If you are in a position where you can afford it, flying into Houston from other parts of the country may be an option that you want to consider. Most of us cannot purchase plane tickets multiple times per month for ourselves or our children depending on their ages and willingness to travel. After a few months, this could get expensive. However, if you work for an airline or otherwise have an "in" with an airline this may be something that you would like to take advantage of. Who flies where, how often, and for how long should be determined by looking at your child's best interests, their age, their maturity level, and the comfort level of your co-parent for frequent travel?
For most parents who reside a great distance from their kids, a visit once or twice a month at most on the weekends would seem to be a workable solution to this problem. If you have a traditional work schedule where you work during the week and have your weekends free, then you and your co-parent can agree to a weekend or two each month where you can drive into Houston for time with the kids. This may involve renting a home, apartment, or hotel room for your stay here. The costs of this setup can vary depending upon your budget and the needs of your family.

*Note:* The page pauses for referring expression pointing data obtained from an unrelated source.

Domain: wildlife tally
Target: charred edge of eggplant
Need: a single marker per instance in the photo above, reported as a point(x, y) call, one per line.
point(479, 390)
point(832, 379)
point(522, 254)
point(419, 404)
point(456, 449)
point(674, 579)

Holidays when parenting from a long distance
Not only are our weekend periods of possession during the school year impacted when you live more than 100 miles from your child after a Texas family law case but so are holiday periods of possession. For starters, even during the school year if there are three-day weekends that are due to holidays such as Martin Luther King Day, veteran's day, the 4th of July, or any other holiday then it is customary for parents to agree that the non-custodial parent should get those opportunities to have extended time with the kids. You need to consider your circumstances, however, when negotiating for this visitation period.
Next, spring break is oftentimes a holiday that parents under a standard possession order will alternate depending upon whether the current year is an even or odd year. This allows for parents to be able to have equal access to the kids and be able to go on trips and things of that nature. However, if you reside a great distance from your children then you lose out on almost a full spring break’s worth of possession time just in one month alone. As a result, you may want to try and negotiate for all spring breaks moving forward or at least two out of every three spring breaks. Your circumstances and your willingness to be available for your children during these times are among the most important factors in this regard.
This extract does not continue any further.